Der VR lässt ein Foto auf die Leinwand projizieren: ein Gruppenbild, auf dem auch eine Deutschlandfahne mit dem Logo der SoO zu sehen ist. Auf dem Foto sind die Angeklagten Werner S., Stefan K., Steffen B. und Frank H. mit ihrem Nachnamen markiert. Aus der Bildbeschreibung geht hervor, dass Frank H. das Bild am 20. August 2017 um 13.42 Uhr versendete. Der Zeuge erklärt, das Bild beinhalte keine weiteren Metadaten, sondern nur den Zeitstempel der E-Mail, mit der das Foto versendet wurde. Wann das Bild entstand, könne man nicht herauslesen. Er fügt jedoch hinzu, dass bei der Hausdurchsuchung von Werner S. die Originalaufnahme gesichert worden sei. Daraus habe man die Standortangabe zum Wolfsee herauslesen können. [Am 19. und 20. August 2017 trafen sich die SoO am Wolfsee und beschlossen dort die Abspaltung der W.E.G. aus ihren Reihen.]

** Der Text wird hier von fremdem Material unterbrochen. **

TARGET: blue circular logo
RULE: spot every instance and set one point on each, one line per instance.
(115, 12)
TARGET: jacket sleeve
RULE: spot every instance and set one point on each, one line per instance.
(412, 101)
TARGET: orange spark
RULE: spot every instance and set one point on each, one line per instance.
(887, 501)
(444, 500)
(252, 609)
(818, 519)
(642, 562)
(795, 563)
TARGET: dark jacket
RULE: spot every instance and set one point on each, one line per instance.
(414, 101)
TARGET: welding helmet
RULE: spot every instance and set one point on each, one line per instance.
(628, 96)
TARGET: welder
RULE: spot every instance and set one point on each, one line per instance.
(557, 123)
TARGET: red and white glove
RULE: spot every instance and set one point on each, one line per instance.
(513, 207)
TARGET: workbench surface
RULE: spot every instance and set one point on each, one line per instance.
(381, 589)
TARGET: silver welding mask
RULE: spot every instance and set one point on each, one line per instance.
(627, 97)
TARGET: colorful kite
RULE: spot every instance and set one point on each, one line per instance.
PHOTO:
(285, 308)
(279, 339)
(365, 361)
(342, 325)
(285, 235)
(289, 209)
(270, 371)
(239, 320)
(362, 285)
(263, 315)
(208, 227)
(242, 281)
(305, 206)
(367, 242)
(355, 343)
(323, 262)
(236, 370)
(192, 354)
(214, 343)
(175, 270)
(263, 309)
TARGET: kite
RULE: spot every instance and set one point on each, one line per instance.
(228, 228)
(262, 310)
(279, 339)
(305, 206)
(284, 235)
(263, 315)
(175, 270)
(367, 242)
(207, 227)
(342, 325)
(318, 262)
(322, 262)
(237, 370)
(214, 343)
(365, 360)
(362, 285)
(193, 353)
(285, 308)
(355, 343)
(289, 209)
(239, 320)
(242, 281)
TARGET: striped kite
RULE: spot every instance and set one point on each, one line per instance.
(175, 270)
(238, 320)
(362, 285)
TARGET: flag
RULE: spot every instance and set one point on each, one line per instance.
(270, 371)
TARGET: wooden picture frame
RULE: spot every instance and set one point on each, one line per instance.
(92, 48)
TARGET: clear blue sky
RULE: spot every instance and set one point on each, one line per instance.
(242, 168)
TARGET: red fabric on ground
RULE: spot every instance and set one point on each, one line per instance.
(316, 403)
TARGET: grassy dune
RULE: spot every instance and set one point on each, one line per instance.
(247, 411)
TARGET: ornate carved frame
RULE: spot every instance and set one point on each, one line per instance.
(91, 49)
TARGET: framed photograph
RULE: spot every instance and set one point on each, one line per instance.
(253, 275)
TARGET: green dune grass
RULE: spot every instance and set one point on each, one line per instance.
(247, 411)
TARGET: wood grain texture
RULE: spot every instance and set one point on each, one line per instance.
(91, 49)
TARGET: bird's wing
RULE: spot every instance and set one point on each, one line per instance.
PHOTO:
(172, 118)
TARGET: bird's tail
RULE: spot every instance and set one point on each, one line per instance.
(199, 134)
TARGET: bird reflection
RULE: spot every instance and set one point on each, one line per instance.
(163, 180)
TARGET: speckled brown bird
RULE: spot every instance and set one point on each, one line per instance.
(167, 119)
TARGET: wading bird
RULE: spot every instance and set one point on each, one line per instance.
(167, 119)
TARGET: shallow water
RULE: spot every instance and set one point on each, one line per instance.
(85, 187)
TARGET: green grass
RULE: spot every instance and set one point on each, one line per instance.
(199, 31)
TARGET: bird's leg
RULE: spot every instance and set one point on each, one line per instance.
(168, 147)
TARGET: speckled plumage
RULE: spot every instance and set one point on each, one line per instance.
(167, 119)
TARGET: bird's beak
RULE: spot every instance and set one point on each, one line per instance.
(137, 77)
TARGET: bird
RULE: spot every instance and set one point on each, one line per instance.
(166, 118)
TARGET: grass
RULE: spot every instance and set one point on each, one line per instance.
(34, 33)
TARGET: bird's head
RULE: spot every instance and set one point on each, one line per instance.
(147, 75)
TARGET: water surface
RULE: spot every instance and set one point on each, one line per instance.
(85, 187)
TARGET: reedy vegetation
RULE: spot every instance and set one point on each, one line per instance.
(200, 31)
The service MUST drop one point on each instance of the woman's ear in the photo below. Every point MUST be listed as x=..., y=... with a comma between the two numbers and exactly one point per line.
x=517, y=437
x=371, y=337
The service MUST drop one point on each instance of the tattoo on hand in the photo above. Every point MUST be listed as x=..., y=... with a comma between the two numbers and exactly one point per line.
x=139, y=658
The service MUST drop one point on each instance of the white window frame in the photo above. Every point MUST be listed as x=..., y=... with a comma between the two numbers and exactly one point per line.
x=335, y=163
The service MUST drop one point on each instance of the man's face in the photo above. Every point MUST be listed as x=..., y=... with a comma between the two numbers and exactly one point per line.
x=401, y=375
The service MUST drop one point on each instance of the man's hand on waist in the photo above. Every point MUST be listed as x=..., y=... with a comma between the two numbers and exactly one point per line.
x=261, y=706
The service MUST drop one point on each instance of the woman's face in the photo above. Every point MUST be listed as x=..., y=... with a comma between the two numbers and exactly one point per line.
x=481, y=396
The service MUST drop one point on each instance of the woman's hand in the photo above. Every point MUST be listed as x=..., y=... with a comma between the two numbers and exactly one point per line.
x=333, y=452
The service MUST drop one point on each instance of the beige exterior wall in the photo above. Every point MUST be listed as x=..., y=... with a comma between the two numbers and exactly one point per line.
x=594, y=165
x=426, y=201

Auf einem zweiten Foto, das auf die Leinwand projiziert wird, sind mehrere Personen auf einer Wiese und ein Zelt im Hintergrund zu sehen. Das Bild wurde ebenfalls am 20. August 2017 von der einen E-Mail-Adresse von Frank H. an seine zweite E-Mail-Adresse versandt. Es handelt sich laut dem Zeugen „höchstwahrscheinlich um eine mit dem Smartphone von H. erstellte Originalaufnahme“. Auf dem Foto sind Werner S. und Michael B. markiert. Als Thema des Bildes wird erneut „Wolfsee“ vermerkt.

Frank H.s Zielvorstellung blieb im Ungefähren

Nun gibt der VR das Fragerecht an die anderen Mitglieder des Senats weiter. Richter Kemmner hakt bei der Protokollierung der ersten Vernehmung des Beschuldigten Frank H. nach. Angesichts des Umstandes, dass eine Frage zur Sitzordnung beim Treffen in Minden am 8. Februar 2020 nicht protokolliert wurde, will der Richter wissen, wie nah das Protokoll am Wortlaut ist. Der Zeuge bestätigt, dass diese Zwischenfrage fehle, man aber nah am Wortlaut des Beschuldigten geblieben sei. Eine weitere Frage des Richters zielt darauf ab, ob Frank H. die Begriffe „Unruhe ins Land bringen“ und „Bürgerkrieg“ synonym verwendet habe. Kevin G. bejaht, das sei sein Eindruck gewesen. Auf die Frage, ob G. aus der Befragung ein übergeordnetes Ziel H.s ableiten konnte, gibt der Ermittler an, dass „Ausländer vertreiben“ „mehr oder weniger“ das Ziel gewesen sei. Frank H. sei hierbei jedoch im Ungefähren geblieben.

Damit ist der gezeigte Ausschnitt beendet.